Se durante o governo de Michel Temer o PT conseguira tornar corrente nos círculos de esquerda a ideia de que o impeachment de Dilma Rousseff em 2016 fora um golpe, a revisão de conceitos tornou-se ainda mais selvagem sob Bolsonaro: o País de repente começou a discutir se o golpe de 1964 foi mesmo golpe, e se a ditadura que então se instaurou foi mesmo ditadura. Bolsonaro constitui uma ruptura drástica de consensos estabelecidos no debate público brasileiro.

A erosão dessa hegemonia começou justamente quando a maior força da esquerda, o PT, ocupou o poder: o partido “perde o charme” de força opositora, na definição do cientista político Fernando Schüler, do Insper. A debacle econômica do governo Dilma certamente contribuiu para o declínio da legenda, mas Schüler prefere enfatizar um processo mais estritamente político: “Lula criou uma narrativa excludente, do ‘nós contra eles’, do ‘nunca antes neste País’. E uma narrativa assim cria o seu oposto”, avalia. “Em uma sociedade aberta e complexa como o Brasil, se você tem uma carga ideológica pesada de um lado, você também vai ter alguma resposta do outro lado.”

A expressiva votação de Aécio em 2014 parecia qualificar os tucanos como porta-vozes das insatisfações com o projeto petista, mas a divulgação, em 2017, do comprometedor diálogo em que o político mineiro pede um empréstimo de R$ 2 milhões ao empresário Joesley Batista, da JBS, sepultou de vez suas ambições presidenciais. E o PSDB, pondera Schüler, sempre foi um “partido parlamentar”, sem quadros ou militância que pudessem encampar o antipetismo que fermentava nas ruas desde 2013.
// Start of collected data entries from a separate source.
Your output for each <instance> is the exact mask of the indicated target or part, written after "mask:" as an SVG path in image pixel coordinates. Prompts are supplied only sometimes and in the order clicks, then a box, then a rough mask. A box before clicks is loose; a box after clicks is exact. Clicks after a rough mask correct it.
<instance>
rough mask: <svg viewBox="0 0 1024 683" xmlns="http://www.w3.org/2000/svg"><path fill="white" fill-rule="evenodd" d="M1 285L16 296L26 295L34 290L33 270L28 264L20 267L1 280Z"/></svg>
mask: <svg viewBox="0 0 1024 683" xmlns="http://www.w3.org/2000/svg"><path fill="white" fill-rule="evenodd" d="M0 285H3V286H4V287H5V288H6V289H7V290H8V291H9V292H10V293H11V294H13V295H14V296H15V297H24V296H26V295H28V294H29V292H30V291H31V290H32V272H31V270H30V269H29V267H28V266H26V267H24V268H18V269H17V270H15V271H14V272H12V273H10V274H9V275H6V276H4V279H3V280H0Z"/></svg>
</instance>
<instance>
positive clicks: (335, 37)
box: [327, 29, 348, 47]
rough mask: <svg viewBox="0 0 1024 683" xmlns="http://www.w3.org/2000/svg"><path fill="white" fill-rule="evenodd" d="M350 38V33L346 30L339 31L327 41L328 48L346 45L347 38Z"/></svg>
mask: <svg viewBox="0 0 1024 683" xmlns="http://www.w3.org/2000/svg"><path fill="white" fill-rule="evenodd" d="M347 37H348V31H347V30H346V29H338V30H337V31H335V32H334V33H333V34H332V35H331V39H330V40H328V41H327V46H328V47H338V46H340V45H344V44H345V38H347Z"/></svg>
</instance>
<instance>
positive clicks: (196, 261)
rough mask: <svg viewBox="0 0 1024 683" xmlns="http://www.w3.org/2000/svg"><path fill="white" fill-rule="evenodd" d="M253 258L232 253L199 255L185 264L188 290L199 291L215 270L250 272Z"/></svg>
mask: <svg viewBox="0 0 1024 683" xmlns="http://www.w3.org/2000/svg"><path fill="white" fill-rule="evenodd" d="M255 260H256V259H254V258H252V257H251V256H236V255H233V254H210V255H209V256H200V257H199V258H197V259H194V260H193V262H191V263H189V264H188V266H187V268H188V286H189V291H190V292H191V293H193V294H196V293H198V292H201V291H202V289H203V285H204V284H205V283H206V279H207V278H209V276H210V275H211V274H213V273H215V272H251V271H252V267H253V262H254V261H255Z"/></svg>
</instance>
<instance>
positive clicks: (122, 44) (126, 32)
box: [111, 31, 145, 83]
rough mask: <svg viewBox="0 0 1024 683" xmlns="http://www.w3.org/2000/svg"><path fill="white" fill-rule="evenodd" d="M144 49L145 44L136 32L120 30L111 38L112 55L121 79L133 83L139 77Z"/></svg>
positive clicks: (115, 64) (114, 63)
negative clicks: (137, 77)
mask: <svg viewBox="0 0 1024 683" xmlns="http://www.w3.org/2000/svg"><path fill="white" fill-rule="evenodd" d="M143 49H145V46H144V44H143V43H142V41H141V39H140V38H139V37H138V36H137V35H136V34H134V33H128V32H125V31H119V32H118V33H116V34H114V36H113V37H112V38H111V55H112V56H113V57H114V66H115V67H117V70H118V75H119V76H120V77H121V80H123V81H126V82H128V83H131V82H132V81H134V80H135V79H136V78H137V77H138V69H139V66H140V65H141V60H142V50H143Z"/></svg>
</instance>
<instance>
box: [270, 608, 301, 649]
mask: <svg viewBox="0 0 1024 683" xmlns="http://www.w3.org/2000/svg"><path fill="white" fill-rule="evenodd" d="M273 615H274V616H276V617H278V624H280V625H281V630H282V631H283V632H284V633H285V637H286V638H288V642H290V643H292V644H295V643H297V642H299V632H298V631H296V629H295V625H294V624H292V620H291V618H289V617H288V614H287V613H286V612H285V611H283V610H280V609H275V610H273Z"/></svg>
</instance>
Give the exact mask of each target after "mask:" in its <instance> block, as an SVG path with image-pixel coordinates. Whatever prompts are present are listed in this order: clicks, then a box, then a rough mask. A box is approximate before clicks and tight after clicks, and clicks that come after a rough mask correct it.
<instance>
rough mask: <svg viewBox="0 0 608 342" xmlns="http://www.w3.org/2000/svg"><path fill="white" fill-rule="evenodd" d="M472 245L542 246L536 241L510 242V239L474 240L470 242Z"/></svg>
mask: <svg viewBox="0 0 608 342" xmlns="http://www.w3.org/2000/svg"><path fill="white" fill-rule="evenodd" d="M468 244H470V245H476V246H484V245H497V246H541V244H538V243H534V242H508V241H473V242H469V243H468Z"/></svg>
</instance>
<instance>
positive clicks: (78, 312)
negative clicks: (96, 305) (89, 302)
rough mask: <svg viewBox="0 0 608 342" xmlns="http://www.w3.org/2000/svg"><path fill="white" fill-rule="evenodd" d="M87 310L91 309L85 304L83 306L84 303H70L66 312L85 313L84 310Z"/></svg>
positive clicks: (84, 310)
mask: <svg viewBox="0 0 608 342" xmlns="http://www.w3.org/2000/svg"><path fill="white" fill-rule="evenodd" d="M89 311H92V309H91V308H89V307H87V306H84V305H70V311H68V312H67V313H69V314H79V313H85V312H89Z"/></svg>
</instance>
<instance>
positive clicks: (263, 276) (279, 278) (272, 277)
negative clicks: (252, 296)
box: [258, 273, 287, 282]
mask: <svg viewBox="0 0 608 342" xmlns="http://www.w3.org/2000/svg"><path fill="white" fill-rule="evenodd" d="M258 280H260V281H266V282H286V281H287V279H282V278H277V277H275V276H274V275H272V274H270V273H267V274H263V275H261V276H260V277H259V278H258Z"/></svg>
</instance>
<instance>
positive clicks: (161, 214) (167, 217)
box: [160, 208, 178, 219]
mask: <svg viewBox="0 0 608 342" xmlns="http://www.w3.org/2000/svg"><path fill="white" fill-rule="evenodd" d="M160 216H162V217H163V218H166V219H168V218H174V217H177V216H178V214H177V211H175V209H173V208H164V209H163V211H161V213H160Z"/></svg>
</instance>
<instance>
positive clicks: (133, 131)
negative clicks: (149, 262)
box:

O ano de 2013 foi fundamental na virada conservadora no Brasil. As manifestações que tomaram as ruas em junho começaram com movimentos minoritários da esquerda que protestavam contra o aumento da tarifa de transporte público em São Paulo, mas as massas que saíram às ruas naquele mês expressaram anseios mais variados. A bandeira do combate à corrupção também estava lá, antecipando uma corrente essencial do compósito de forças que viria a sustentar o governo Bolsonaro: o “lavajatismo”.

Fernando Schüler observa que a comunicação rápida por Facebook, Twitter e WhatsApp “diminuiu o custo” da participação efetiva na política, trazendo mais pluralidade ideológica à democracia brasileira. Graças à destreza na elaboração de posts e memes, os arrivistas da direita podiam competir com as pesadas e burocráticas instituições de esquerda – centrais sindicais, por exemplo – na guerra de propaganda.
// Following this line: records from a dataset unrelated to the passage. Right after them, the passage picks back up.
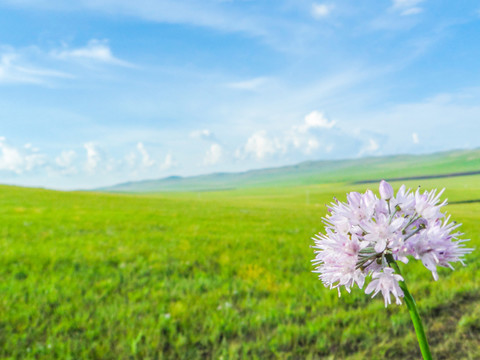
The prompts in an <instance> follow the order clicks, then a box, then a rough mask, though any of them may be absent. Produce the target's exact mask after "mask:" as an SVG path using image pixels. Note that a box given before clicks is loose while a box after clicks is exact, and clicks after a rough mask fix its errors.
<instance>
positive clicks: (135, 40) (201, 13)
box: [0, 0, 480, 189]
mask: <svg viewBox="0 0 480 360" xmlns="http://www.w3.org/2000/svg"><path fill="white" fill-rule="evenodd" d="M0 9H2V13H3V14H4V19H5V21H3V22H2V24H0V31H1V32H2V34H3V37H2V40H1V42H0V116H1V119H2V120H1V121H0V176H1V181H0V182H1V183H9V184H19V185H28V186H46V187H50V188H58V189H75V188H94V187H100V186H105V185H110V184H113V183H118V182H124V181H132V180H140V179H145V178H160V177H165V176H169V175H173V174H179V175H195V174H200V173H208V172H212V171H243V170H247V169H251V168H261V167H269V166H280V165H285V164H291V163H296V162H300V161H305V160H317V159H339V158H355V157H361V156H376V155H387V154H397V153H425V152H434V151H443V150H449V149H454V148H475V147H479V146H480V140H479V138H478V133H480V122H479V121H478V119H479V118H480V105H479V104H480V101H479V100H480V72H478V60H477V59H478V58H479V56H480V46H478V39H480V6H479V5H478V3H476V2H474V1H471V2H468V1H467V2H465V3H463V6H462V7H458V6H455V4H453V3H451V2H447V1H436V2H433V1H427V0H423V1H422V0H392V1H384V2H382V3H378V2H376V1H375V2H374V1H365V2H361V3H358V2H356V3H355V2H351V1H346V0H344V1H343V0H342V1H335V2H322V1H313V2H312V1H303V0H300V1H290V0H281V1H279V2H277V3H276V4H275V5H272V4H271V3H270V2H267V1H258V2H255V3H253V2H246V1H239V0H232V1H216V0H209V1H202V2H200V1H193V0H190V1H189V0H185V1H170V0H159V1H156V2H151V1H146V0H139V1H137V2H135V3H131V2H129V1H124V0H119V1H116V2H115V3H113V2H111V1H107V0H98V1H95V2H91V1H86V0H85V1H78V2H70V3H65V2H62V1H58V0H45V1H42V2H37V1H33V0H24V1H22V2H17V1H9V0H0ZM59 15H61V16H59ZM460 40H461V41H460Z"/></svg>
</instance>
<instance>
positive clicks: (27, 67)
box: [0, 49, 72, 85]
mask: <svg viewBox="0 0 480 360" xmlns="http://www.w3.org/2000/svg"><path fill="white" fill-rule="evenodd" d="M64 78H72V76H71V75H69V74H66V73H63V72H60V71H55V70H50V69H44V68H40V67H35V66H31V65H29V64H28V63H27V62H26V61H25V60H24V59H23V58H22V55H21V54H20V53H18V52H16V51H15V50H13V49H9V50H6V52H4V53H3V54H1V55H0V83H5V84H15V83H24V84H44V85H45V84H49V83H50V81H51V80H53V79H64Z"/></svg>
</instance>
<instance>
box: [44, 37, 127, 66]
mask: <svg viewBox="0 0 480 360" xmlns="http://www.w3.org/2000/svg"><path fill="white" fill-rule="evenodd" d="M51 55H52V56H53V57H55V58H58V59H63V60H86V61H95V62H101V63H106V64H112V65H119V66H125V67H133V66H134V65H133V64H131V63H129V62H127V61H124V60H121V59H119V58H117V57H115V56H114V55H113V53H112V50H111V49H110V47H109V45H108V41H107V40H97V39H92V40H90V41H89V42H88V44H87V45H86V46H84V47H79V48H75V49H62V50H54V51H52V52H51Z"/></svg>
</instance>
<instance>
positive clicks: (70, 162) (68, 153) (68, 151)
mask: <svg viewBox="0 0 480 360" xmlns="http://www.w3.org/2000/svg"><path fill="white" fill-rule="evenodd" d="M76 156H77V153H76V152H75V151H73V150H64V151H62V152H61V153H60V155H59V156H57V157H56V158H55V163H56V164H57V165H58V166H60V167H65V168H66V167H70V166H71V165H72V164H73V161H74V160H75V158H76Z"/></svg>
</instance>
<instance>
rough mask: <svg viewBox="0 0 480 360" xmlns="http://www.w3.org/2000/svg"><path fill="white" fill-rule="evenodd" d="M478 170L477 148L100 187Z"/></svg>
mask: <svg viewBox="0 0 480 360" xmlns="http://www.w3.org/2000/svg"><path fill="white" fill-rule="evenodd" d="M479 171H480V149H476V150H455V151H448V152H442V153H435V154H426V155H425V154H422V155H395V156H382V157H379V156H377V157H369V158H361V159H346V160H330V161H307V162H303V163H300V164H296V165H291V166H283V167H277V168H269V169H259V170H250V171H246V172H239V173H214V174H207V175H200V176H191V177H179V176H172V177H168V178H165V179H154V180H145V181H137V182H129V183H124V184H119V185H116V186H112V187H108V188H104V189H102V190H103V191H111V192H127V193H145V192H160V191H161V192H166V191H205V190H232V189H245V188H255V187H263V188H265V187H285V186H301V185H318V184H334V183H339V182H355V181H359V180H369V179H370V180H372V179H390V178H398V177H410V176H432V175H442V174H443V175H445V174H452V173H464V172H476V173H477V174H478V173H479Z"/></svg>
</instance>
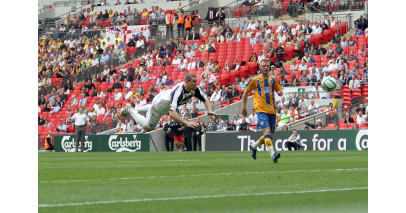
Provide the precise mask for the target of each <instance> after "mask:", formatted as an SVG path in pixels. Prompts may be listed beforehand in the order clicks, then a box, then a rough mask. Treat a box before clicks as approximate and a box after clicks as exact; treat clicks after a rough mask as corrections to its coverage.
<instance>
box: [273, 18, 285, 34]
mask: <svg viewBox="0 0 406 213" xmlns="http://www.w3.org/2000/svg"><path fill="white" fill-rule="evenodd" d="M283 26H285V22H284V21H282V22H281V25H279V27H278V28H277V29H276V31H275V32H276V33H280V32H283Z"/></svg>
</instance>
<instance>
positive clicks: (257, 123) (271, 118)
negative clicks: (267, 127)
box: [257, 112, 276, 133]
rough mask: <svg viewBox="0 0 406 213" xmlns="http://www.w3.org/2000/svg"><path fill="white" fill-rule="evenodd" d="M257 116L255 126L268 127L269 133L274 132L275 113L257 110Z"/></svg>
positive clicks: (259, 127)
mask: <svg viewBox="0 0 406 213" xmlns="http://www.w3.org/2000/svg"><path fill="white" fill-rule="evenodd" d="M257 117H258V123H257V126H258V128H259V129H264V128H267V127H270V129H271V133H275V126H276V114H267V113H265V112H258V113H257Z"/></svg>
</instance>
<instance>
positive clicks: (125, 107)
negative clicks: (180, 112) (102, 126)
mask: <svg viewBox="0 0 406 213" xmlns="http://www.w3.org/2000/svg"><path fill="white" fill-rule="evenodd" d="M192 96H195V97H196V98H198V99H199V100H200V101H202V102H203V103H204V106H205V107H206V109H207V112H208V115H209V116H212V115H216V113H214V112H213V110H212V108H211V104H210V100H209V99H208V98H207V97H206V95H205V94H204V93H203V92H202V91H201V90H200V88H199V87H197V76H196V74H194V73H191V72H189V73H187V74H186V75H185V82H182V83H179V84H177V85H176V86H174V87H173V88H172V89H169V90H165V91H163V92H160V93H159V94H158V95H156V96H155V97H154V99H153V100H152V103H151V104H147V105H145V106H141V107H137V108H135V109H134V108H132V107H131V105H130V104H127V105H126V107H125V109H124V110H123V111H122V113H121V116H123V117H125V116H126V115H127V114H130V115H131V117H133V118H134V120H135V121H136V122H137V123H138V124H139V125H140V126H141V127H143V128H144V130H145V131H146V132H148V131H151V130H154V129H155V127H156V125H157V124H158V122H159V120H160V119H161V117H162V116H163V115H165V114H167V113H168V112H169V116H170V117H171V118H173V119H174V120H175V121H177V122H179V123H182V124H184V125H186V126H188V127H197V126H198V125H199V124H198V123H196V122H192V121H188V120H185V119H183V118H182V116H180V115H179V113H178V112H177V111H176V110H177V108H178V106H179V105H182V104H184V103H186V102H187V101H188V100H189V99H190V98H191V97H192ZM139 113H146V117H144V116H142V115H141V114H139Z"/></svg>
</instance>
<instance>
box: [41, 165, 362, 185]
mask: <svg viewBox="0 0 406 213" xmlns="http://www.w3.org/2000/svg"><path fill="white" fill-rule="evenodd" d="M366 170H368V168H353V169H326V170H290V171H266V172H241V173H212V174H197V175H177V176H175V175H173V176H167V175H165V176H144V177H122V178H107V179H91V180H55V181H39V182H38V183H72V182H94V181H113V180H133V179H151V178H171V177H201V176H219V175H233V174H270V173H282V172H286V173H296V172H346V171H366Z"/></svg>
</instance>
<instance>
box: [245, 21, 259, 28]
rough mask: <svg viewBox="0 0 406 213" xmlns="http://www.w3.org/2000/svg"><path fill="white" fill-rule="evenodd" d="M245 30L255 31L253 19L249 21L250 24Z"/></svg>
mask: <svg viewBox="0 0 406 213" xmlns="http://www.w3.org/2000/svg"><path fill="white" fill-rule="evenodd" d="M247 29H251V30H256V29H257V26H256V25H255V22H254V19H251V21H250V23H249V24H248V27H247Z"/></svg>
As redes sociais baixaram a barreira de entrada na política”, concorda Pablo Ortellado, da USP, um estudioso dos impactos da internet na política.

Em política, é claro, qualquer simetria entre lados opostos será sempre imperfeita, quando não enganosa, e o quanto cada lado atenta de fato contra a democracia é matéria aberta para debates renhidos. Eugênio Bucci diz que o governo Lula não é comparável ao governo Bolsonaro, que representaria, sim, uma ameaça real à democracia – ele cita a permanente ridicularização da imprensa e a insistência em medidas como o excludente de ilicitude para policiais (que a Câmara dos Deputados retirou do pacote anticrime) como evidências da vontade autoritária do presidente.
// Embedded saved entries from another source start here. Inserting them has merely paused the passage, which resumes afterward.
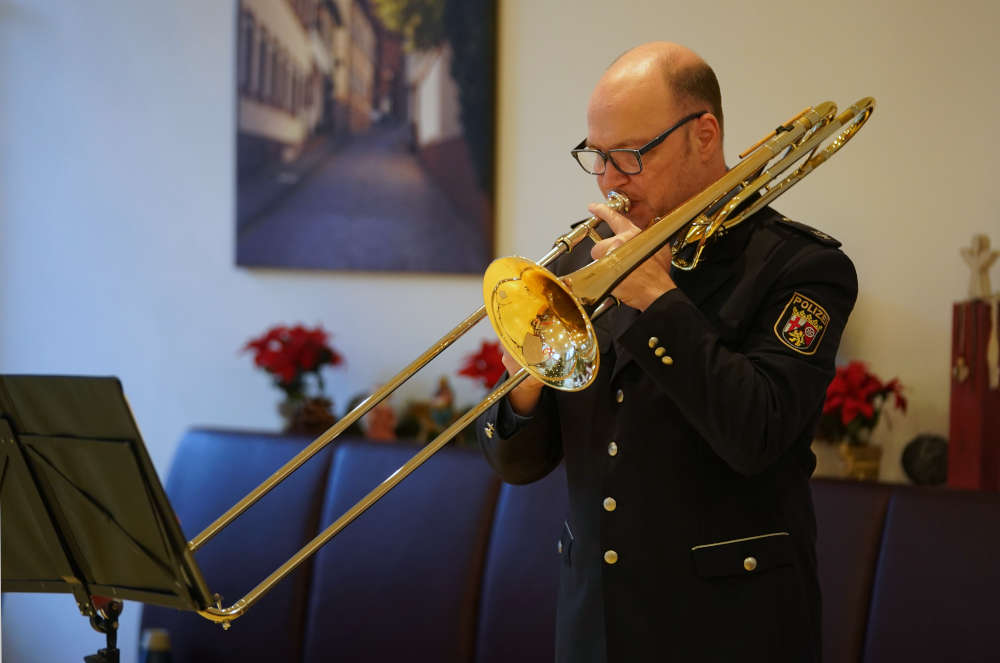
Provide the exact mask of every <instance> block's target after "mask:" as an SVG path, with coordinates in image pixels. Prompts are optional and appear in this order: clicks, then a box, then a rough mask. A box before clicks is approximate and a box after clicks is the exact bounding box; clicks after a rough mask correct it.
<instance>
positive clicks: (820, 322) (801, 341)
mask: <svg viewBox="0 0 1000 663" xmlns="http://www.w3.org/2000/svg"><path fill="white" fill-rule="evenodd" d="M829 324H830V314H829V313H827V312H826V309H825V308H823V307H822V306H820V305H819V304H817V303H816V302H814V301H813V300H811V299H809V298H808V297H806V296H805V295H803V294H801V293H798V292H796V293H794V294H793V295H792V298H791V299H789V300H788V304H786V305H785V310H784V311H782V312H781V316H780V317H779V318H778V321H777V322H775V323H774V333H775V335H776V336H777V337H778V338H779V339H780V340H781V342H782V343H784V344H785V345H787V346H788V347H790V348H791V349H792V350H795V351H796V352H798V353H800V354H804V355H812V354H816V350H817V349H819V343H820V341H822V340H823V334H825V333H826V328H827V326H828V325H829Z"/></svg>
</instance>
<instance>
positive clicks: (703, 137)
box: [693, 113, 722, 160]
mask: <svg viewBox="0 0 1000 663" xmlns="http://www.w3.org/2000/svg"><path fill="white" fill-rule="evenodd" d="M693 133H694V143H695V147H696V148H697V149H698V153H699V154H700V155H701V156H702V158H703V159H705V160H707V159H709V158H710V157H711V156H712V155H713V154H714V153H715V151H716V150H720V151H721V149H722V146H721V145H720V143H721V142H722V130H721V128H720V127H719V120H717V119H716V117H715V116H714V115H712V114H711V113H705V114H704V115H702V116H701V117H699V118H698V119H697V120H695V127H694V131H693Z"/></svg>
Fernando Schüler prefere ver a eleição de Bolsonaro como uma prova da pluralidade e da vitalidade da democracia brasileira, que, afinal, tem um governo de direita depois de um longo ciclo esquerdista.

Resta o fato indisputável de que a polarização tornou-se a dinâmica da política hoje. Bolsonarismo e lulismo alimentam-se mutuamente – Pablo Ortellado observa que, em resposta ao antipetismo radical hoje vigente, o PT tornou-se ainda mais centralizado em torno de Lula. “Antigamente, o PT ainda fazia de conta que tinha debates internos e prévias. Hoje em dia, eles (dirigentes do partido) nem disfarçam: dizem que estão à espera das decisões de Lula.” Pode-se supor que o confronto dessas forças extremadas vai dominar a política por muito tempo. Mas, claro, no início da década, ninguém imaginava que Jair Bolsonaro seria presidente.